Fleet News

Check and check again on rentals, fleet managers warned

FLEET decision-makers hit by rocketing charges for damage to rental vehicles have warned colleagues to be more vigilant about checking cars before they are returned and to contest the bills if they are wrong.

Managers claim that in the past few months, there has been a significant growth in the number of invoices for damage arriving on their desks, even though their rental profiles have not changed.

One fleet manager told a recent meeting of the Association of Car Fleet Operators’ (ACFO) London West area: ‘We hire 15 to 20 vehicles a day and do inspections to note the damage.

‘Then, about six months ago, we started getting invoices for damage on hire vehicles.

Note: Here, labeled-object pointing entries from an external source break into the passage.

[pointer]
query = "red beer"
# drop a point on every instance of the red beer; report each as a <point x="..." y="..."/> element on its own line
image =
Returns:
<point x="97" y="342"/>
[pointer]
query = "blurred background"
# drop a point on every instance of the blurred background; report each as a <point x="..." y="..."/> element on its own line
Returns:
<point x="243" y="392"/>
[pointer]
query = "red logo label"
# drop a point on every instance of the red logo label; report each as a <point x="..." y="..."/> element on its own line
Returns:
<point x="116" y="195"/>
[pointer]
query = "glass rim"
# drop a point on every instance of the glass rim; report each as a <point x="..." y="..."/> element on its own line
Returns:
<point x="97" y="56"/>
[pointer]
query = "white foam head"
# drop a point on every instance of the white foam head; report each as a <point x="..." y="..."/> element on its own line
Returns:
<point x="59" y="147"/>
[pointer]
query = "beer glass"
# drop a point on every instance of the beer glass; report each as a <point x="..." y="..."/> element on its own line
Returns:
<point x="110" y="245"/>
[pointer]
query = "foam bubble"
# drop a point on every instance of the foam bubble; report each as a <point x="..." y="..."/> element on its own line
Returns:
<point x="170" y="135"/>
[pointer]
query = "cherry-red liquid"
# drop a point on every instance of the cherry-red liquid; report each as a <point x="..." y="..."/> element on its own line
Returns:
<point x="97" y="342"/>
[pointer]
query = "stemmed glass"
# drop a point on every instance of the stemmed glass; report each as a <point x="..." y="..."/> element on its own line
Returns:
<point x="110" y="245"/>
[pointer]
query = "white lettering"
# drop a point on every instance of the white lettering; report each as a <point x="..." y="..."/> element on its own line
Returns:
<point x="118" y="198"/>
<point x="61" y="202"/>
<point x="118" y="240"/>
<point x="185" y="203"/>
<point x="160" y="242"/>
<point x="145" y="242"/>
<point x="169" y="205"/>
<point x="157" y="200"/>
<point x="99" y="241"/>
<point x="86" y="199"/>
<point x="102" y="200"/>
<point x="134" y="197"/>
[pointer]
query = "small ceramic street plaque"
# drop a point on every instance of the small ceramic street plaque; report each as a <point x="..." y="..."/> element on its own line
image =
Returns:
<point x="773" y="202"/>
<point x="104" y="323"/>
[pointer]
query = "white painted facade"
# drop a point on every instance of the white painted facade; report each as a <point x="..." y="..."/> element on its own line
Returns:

They are coming through at the rate of 10 to 15 a week. I speak to the drivers and they say they handed them back in good condition.

‘On one occasion, I received a bill for a missing spare tyre in a returned hire, but looked out of my window and could see the vehicle in the car park. It hadn’t even been returned yet. I think it is just another way of them getting money at the end of the hire or clawing back something to make up losses on residual values.’

However, members said that if decision-makers kept a tight rein on their fleets and had the confidence to challenge suspect invoices, they would often be successful.

Another fleet boss told the meeting of more than 80 decision-makers: ‘I have challenged numerous bills and have been told there is no further action. Ask for a condition report from the previous rental. When we have asked, there is normally no further action.

‘You do have to be careful. Problems occur when a vehicle is delivered or picked up without the driver being present.

‘Ask to see a condition report from the time it was picked up and check whether it was after the time the hire had ended – in which case the rental firm may have to take responsibility.’

Members were told to ‘fight their corner’ but when drivers were not present for delivery or collection, then it was impossible to verify the condition of the vehicle.

Rental companies have warned in the past that tight profit margins and intense competition mean they can no longer turn a blind eye to vehicle damage. Another reason for the increase could be the use of electronic appraisal systems, which make it quicker and easier to identify vehicle damage and simpler to send out bills.